Plaintiffs in the legal dispute gathered outside the Fulton County Superior Court in December. MIGUEL MARTINEZ/MUNDO HISPANICO

Georgia regents appeal ruling on in-state tuition for some immigrants

Georgia’s Board of Regents on Friday appealed a Fulton County Superior Court ruling that it must allow immigrants temporarily shielded from deportation to pay in-state tuition, which is three times lower than the out-of-state rate.

The board also asked the Fulton Superior Court Chief Judge Gail Tusan to keep her ruling on hold while the Georgia Court of Appeals considers the case.

“Substantial legal issues were involved in the underlying case,” the board says in its appeal, “and the ultimate disposition of this matter by the Court of Appeals, and perhaps the Supreme Court of Georgia, will have significant consequences for defendants extending beyond its impact on the parties to this particular litigation. Enforcement of the final order pending appeal would result in irreparable harm to defendants and the state of Georgia.”

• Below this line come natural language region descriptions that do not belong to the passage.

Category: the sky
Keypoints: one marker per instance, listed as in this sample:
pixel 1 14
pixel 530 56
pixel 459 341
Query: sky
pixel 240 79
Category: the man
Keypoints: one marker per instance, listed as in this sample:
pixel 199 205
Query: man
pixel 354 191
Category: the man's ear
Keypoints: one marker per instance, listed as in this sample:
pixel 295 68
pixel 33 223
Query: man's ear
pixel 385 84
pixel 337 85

An Obama administration program is at the heart of the legal dispute: Deferred Action for Childhood Arrivals, or DACA. That program grants two-year work permits and temporary deportation deferrals to immigrants who were brought to the U.S. as children without authorization. Ten DACA recipients living in Georgia sued the Board of Regents in the Fulton Superior Court for the ability to pay the in-state rate.

The board is pointing to a 2008 state law says noncitizens cannot pay that rate unless they are “legally in this state.” The board’s tuition policy closely tracks that law. The plaintiffs in the case — assisted by local immigration attorney Charles Kuck — referred in court to federal records that say DACA recipients are lawfully present in the U.S.

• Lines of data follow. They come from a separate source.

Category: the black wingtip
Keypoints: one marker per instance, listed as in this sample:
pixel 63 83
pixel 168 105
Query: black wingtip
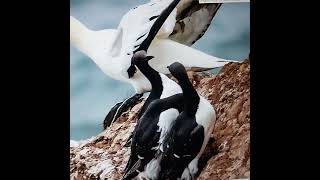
pixel 131 71
pixel 157 25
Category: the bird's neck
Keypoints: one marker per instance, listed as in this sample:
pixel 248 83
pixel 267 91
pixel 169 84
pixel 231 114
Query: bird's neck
pixel 191 97
pixel 153 76
pixel 80 35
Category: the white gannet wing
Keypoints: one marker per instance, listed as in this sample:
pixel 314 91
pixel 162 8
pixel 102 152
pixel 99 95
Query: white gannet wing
pixel 192 21
pixel 136 24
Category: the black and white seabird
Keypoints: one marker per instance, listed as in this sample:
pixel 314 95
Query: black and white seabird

In its 23-page appeal, the board said nothing in its policies, state law or frequently asked questions issued by U.S. Citizenship and Immigration Services “establishes that the DACA recipients have a clear legal right to in-state tuition or that the regents have a clear legal duty to provide the same; therefore, the Superior Court committed reversible error.”

Kuck responded Friday: “By denying these students the right to pay what the courts say they are legally entitled to, the Board of Regents has created remarkable hardship on students who only want to learn and achieve for our state.”